The Department contends that § 8 of the 1967 Tax Compact act was not repealed by its exclusion from the 1977 recodification of the Alabama Code; that Congressional approval is still necessary; and that the Tax Compact is therefore not in effect in Alabama. The Department appears to argue that Act No. 20, § 4, Ala.Acts 1977, and § 1-1-10 are merely "general repealing clauses" and that because § 8 of the 1967 act is not expressly repealed by either provision or by language in §§ 40-27-1 through -6 of the 1975 Code, the repeal of § 8 could arise only by "implication." See Merrell v. City of Huntsville, 460 So. 2d 1248 (Ala.1984). The repeal of a statute by implication, the Department points out, is not a favored rule of statutory construction in Alabama. Id.
In holding that the Tax Compact was in effect in this state, the trial court held that, by adopting the 1975 Code, the legislature repealed the portion of the original legislation limiting its effective date and that the Tax Compact had been enacted by its own terms.

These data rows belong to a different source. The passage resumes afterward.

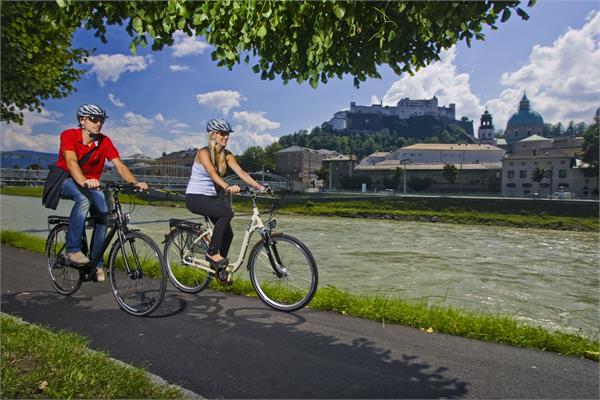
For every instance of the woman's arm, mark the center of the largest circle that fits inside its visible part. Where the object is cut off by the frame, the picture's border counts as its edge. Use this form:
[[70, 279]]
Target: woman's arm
[[203, 157], [233, 164]]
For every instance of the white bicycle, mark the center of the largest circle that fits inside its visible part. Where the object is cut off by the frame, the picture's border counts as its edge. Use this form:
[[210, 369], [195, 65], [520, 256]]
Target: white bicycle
[[282, 269]]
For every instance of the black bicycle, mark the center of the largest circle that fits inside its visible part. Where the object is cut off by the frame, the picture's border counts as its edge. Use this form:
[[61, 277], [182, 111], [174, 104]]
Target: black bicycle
[[136, 268]]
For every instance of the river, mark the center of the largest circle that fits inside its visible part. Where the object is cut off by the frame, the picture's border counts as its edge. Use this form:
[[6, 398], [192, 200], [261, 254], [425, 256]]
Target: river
[[544, 277]]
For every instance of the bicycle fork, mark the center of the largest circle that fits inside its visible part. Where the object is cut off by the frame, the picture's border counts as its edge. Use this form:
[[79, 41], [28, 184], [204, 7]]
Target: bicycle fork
[[273, 255]]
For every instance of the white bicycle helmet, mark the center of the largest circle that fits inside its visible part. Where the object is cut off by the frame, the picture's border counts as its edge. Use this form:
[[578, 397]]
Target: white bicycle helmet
[[218, 125], [91, 110]]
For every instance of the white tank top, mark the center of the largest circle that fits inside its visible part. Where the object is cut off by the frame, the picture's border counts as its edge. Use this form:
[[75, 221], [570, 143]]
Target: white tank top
[[200, 182]]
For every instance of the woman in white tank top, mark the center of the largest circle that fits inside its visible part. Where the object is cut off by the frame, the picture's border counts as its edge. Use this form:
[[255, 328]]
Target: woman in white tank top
[[208, 170]]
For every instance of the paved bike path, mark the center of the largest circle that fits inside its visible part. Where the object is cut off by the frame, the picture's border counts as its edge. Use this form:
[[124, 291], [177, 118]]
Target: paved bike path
[[229, 346]]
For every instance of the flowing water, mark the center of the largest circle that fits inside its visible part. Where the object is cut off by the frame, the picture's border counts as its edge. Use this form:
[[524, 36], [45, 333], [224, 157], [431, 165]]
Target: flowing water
[[545, 277]]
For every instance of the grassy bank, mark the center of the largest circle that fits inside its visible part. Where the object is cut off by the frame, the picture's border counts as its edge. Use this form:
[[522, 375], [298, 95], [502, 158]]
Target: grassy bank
[[493, 328], [423, 210], [39, 363]]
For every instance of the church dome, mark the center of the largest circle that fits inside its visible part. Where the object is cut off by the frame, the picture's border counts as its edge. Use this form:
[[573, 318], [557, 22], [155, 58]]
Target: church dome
[[525, 116]]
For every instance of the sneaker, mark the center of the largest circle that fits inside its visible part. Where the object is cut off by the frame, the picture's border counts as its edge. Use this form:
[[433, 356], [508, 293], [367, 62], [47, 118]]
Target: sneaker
[[78, 258], [100, 277]]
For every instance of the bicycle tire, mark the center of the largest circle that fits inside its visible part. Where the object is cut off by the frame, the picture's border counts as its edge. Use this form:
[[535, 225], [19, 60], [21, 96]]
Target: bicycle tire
[[186, 278], [141, 291], [65, 279], [297, 283]]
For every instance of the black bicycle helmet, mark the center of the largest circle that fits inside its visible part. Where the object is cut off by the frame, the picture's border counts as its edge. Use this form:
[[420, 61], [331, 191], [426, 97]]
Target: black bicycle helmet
[[218, 125], [91, 110]]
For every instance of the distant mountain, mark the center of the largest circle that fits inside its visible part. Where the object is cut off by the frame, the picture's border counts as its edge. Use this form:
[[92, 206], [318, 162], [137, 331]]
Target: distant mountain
[[384, 134], [26, 158]]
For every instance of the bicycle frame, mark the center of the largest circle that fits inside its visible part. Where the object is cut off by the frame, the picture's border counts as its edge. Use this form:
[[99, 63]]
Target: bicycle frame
[[120, 227], [255, 223]]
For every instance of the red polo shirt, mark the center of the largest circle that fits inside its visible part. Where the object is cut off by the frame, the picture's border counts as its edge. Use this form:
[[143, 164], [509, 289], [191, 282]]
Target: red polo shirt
[[71, 140]]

We agree. The 1977 recodification of the Alabama Code contained absolutely no condition to the immediate effectiveness of the Tax Compact. The absence of such conditional language evidences clear legislative intent that the Tax Compact be enacted in 1977 and not be contingent upon Congressional approval. We find that the legislature clearly, and not by implication, repealed the Congressional approval requirement of the 1967 act by excluding it in the 1975 recodification of the Alabama Code.

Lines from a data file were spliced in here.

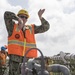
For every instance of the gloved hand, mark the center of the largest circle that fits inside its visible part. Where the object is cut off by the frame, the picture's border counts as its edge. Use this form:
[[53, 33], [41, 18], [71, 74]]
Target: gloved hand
[[40, 12]]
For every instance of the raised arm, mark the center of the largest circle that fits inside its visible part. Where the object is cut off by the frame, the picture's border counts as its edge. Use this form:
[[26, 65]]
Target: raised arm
[[44, 23]]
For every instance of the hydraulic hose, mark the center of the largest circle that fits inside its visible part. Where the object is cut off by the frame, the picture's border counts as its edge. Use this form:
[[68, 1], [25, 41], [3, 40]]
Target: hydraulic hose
[[58, 68]]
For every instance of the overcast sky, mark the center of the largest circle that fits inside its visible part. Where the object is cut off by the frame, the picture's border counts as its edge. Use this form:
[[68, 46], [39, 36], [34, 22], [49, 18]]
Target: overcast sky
[[59, 13]]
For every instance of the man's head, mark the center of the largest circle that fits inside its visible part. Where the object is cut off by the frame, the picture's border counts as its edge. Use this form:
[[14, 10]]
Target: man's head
[[23, 14]]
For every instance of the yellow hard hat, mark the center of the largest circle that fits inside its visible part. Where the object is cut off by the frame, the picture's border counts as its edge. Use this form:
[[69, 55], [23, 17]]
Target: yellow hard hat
[[24, 12]]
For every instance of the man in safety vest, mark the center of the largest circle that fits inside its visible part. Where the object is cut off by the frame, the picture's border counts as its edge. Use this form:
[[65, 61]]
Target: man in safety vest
[[3, 55], [21, 37]]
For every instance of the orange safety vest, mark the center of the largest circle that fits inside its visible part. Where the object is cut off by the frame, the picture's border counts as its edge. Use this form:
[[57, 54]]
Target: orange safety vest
[[18, 44], [2, 59]]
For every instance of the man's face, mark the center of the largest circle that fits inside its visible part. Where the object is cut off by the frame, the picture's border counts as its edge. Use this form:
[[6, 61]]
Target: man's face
[[24, 18]]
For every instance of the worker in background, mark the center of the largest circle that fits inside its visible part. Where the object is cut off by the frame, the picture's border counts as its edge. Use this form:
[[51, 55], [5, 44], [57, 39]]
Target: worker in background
[[3, 55], [21, 37]]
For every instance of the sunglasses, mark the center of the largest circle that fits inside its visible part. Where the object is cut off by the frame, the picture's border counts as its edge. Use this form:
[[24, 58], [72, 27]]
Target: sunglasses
[[23, 17]]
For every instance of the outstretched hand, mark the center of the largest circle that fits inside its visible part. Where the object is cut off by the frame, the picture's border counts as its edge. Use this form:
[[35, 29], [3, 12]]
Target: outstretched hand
[[40, 12]]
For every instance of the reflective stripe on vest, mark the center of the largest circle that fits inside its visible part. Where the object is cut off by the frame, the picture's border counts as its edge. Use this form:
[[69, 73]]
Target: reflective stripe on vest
[[21, 43]]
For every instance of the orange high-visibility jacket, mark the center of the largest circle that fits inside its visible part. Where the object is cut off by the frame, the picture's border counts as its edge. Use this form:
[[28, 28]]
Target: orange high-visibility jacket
[[20, 42], [2, 58]]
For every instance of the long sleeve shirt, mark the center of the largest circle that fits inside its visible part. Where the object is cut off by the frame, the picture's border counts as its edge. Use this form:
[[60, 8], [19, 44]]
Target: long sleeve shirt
[[9, 16]]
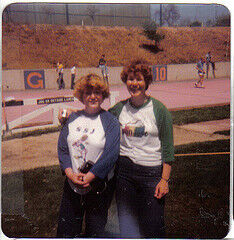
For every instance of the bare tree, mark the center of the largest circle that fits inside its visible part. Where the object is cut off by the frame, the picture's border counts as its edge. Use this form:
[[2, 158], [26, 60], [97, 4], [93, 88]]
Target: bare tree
[[92, 11]]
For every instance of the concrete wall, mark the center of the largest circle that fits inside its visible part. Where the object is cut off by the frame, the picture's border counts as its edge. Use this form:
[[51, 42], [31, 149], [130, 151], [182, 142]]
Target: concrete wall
[[14, 79]]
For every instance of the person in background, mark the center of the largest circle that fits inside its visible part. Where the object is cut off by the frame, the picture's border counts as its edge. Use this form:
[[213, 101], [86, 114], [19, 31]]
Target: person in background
[[73, 75], [213, 68], [102, 65], [60, 80], [146, 153], [90, 137], [201, 73], [208, 61]]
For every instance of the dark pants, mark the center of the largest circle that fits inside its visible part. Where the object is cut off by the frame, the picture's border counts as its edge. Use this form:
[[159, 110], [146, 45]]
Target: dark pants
[[141, 215], [73, 208], [72, 81]]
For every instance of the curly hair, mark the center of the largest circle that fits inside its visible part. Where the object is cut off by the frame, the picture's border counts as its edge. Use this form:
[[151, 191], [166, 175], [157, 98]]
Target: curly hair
[[90, 81], [138, 66]]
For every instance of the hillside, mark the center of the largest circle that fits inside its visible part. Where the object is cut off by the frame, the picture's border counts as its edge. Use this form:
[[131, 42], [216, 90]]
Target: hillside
[[42, 46]]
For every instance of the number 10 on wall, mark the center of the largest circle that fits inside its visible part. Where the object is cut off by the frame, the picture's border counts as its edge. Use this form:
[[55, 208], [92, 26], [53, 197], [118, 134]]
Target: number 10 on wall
[[159, 73]]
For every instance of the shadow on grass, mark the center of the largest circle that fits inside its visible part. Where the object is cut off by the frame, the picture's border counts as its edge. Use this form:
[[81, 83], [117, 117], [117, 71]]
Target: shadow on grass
[[196, 207]]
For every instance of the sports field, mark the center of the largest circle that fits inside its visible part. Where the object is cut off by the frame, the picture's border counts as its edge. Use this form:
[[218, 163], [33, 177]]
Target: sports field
[[196, 207], [175, 95]]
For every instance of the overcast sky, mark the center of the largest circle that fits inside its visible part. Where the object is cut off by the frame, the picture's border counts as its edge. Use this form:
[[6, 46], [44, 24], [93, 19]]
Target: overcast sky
[[200, 12]]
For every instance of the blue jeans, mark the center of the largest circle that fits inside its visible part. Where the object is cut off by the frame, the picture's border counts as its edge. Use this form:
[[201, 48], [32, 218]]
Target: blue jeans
[[74, 206], [141, 215]]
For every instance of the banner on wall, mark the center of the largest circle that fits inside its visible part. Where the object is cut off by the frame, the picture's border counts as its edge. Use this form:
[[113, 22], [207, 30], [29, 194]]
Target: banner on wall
[[159, 73], [34, 79]]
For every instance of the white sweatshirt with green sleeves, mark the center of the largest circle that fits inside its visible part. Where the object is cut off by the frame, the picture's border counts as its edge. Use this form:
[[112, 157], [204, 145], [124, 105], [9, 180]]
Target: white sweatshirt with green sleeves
[[146, 132]]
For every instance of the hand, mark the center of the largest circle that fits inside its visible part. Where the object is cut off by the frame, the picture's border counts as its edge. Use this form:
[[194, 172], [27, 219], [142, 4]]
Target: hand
[[87, 178], [161, 189], [76, 178]]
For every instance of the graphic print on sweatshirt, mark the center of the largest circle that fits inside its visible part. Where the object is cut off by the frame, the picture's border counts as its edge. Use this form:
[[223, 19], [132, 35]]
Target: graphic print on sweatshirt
[[86, 140]]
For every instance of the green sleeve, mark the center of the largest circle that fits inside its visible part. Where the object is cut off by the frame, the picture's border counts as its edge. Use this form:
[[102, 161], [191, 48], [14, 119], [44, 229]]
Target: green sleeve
[[165, 128]]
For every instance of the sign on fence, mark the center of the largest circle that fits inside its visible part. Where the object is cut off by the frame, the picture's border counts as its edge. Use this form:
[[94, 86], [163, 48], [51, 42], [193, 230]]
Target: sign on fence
[[34, 79], [159, 73]]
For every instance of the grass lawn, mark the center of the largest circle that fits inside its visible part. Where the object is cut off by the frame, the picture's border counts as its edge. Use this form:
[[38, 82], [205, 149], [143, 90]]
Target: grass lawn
[[196, 207]]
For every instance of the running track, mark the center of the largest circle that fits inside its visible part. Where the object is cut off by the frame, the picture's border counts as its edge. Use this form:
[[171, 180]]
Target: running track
[[175, 95]]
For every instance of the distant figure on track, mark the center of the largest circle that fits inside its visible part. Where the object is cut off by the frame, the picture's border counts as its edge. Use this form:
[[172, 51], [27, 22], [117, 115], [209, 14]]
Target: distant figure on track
[[73, 75], [102, 65], [208, 61], [201, 73], [60, 81]]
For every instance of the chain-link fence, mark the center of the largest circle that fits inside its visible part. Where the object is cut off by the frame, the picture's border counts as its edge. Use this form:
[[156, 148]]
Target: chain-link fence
[[77, 14]]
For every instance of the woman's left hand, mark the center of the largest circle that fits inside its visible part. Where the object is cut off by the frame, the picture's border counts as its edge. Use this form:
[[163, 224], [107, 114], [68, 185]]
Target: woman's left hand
[[87, 178], [161, 189]]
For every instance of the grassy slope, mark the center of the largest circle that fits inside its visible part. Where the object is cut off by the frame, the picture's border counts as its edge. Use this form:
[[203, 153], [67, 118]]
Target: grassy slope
[[41, 46]]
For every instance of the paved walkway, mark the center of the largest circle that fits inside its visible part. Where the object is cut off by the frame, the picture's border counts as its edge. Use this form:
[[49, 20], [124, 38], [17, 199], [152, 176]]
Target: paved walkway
[[175, 95], [209, 127]]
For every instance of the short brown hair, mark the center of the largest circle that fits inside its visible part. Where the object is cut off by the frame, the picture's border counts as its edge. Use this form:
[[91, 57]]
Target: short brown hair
[[90, 81], [138, 66]]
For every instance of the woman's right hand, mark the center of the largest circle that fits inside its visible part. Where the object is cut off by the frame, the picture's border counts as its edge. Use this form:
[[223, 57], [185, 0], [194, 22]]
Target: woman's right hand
[[75, 178]]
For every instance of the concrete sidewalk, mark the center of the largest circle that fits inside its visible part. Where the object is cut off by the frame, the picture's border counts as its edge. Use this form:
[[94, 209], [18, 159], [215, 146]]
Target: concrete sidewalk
[[209, 127], [200, 132]]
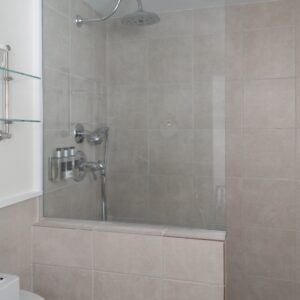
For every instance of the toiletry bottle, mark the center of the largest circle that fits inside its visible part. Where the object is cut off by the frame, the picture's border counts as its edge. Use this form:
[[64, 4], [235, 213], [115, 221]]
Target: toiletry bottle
[[57, 164], [64, 162], [71, 162]]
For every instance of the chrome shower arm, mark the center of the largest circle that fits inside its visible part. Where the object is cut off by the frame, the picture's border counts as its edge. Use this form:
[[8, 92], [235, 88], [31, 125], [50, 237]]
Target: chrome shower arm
[[140, 4], [79, 20]]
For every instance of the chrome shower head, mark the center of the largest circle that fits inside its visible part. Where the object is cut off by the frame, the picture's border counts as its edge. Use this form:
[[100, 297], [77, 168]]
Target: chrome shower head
[[140, 17]]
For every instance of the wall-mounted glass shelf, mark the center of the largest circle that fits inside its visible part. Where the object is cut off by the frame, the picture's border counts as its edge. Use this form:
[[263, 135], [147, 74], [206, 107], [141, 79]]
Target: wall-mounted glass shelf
[[2, 69], [10, 121]]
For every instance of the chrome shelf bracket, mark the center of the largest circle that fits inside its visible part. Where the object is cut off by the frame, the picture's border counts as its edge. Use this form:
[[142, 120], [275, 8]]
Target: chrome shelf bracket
[[5, 132]]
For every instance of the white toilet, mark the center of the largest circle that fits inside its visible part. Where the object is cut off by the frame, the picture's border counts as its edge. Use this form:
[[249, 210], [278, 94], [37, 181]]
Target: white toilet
[[10, 289]]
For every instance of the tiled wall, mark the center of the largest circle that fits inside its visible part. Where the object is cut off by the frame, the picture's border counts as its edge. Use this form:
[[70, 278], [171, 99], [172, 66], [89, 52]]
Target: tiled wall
[[262, 120], [95, 264], [73, 76], [166, 95], [15, 240]]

The Department contends in its brief that "[p]erhaps the most compelling argument that the Multistate Tax Compact is not in force and effect in Alabama" is found in the U.S. Supreme Court's opinion in U.S. Steel II, supra, which listed 21 states that were members of the Multistate Tax Compact. Alabama's absence from this list, the Department argues, is compelling evidence that the Tax Compact is not in force in this state. However, we note that, when U.S. Steel I was decided by the U.S. District Court in 1976, the opinion stated that the "plaintiffs argue ... that only twenty-one states have joined...." U.S. Steel I at 802. We find that the apparent subsequent listing of these states by the U.S. Supreme Court in affirming that 1976 case cannot in any way be construed as meaning that Alabama had not enacted the Tax Compact in 1977. Also, the Supreme Court's holding in U.S. Steel II addressed specifically the constitutionality, without Congressional approval, of the Multistate Tax Compact under U.S. Const. art. I, § 10, cl. 3.
We also note that in State v. Chesebrough-Ponds, Inc., 441 So. 2d 596 (Ala.Civ.App.), rev'd on other grounds, 441 So. 2d 598 (Ala. 1983), this court acknowledged the enactment of the Tax Compact in Alabama and utilized the definition of the term "business income" as found in the Tax Compact in order to define the term "net income ... from business done" as it appeared in § 40-18-35, Code 1975. Later in Burton Mfg. Co. v. State, 469 So. 2d 620 (Ala.Civ.App.1985), this court again acknowledged that Alabama had adopted the Tax Compact and quoted language and definitions from § 40-27-1, Code 1975. In Burton our supreme court denied certiorari review.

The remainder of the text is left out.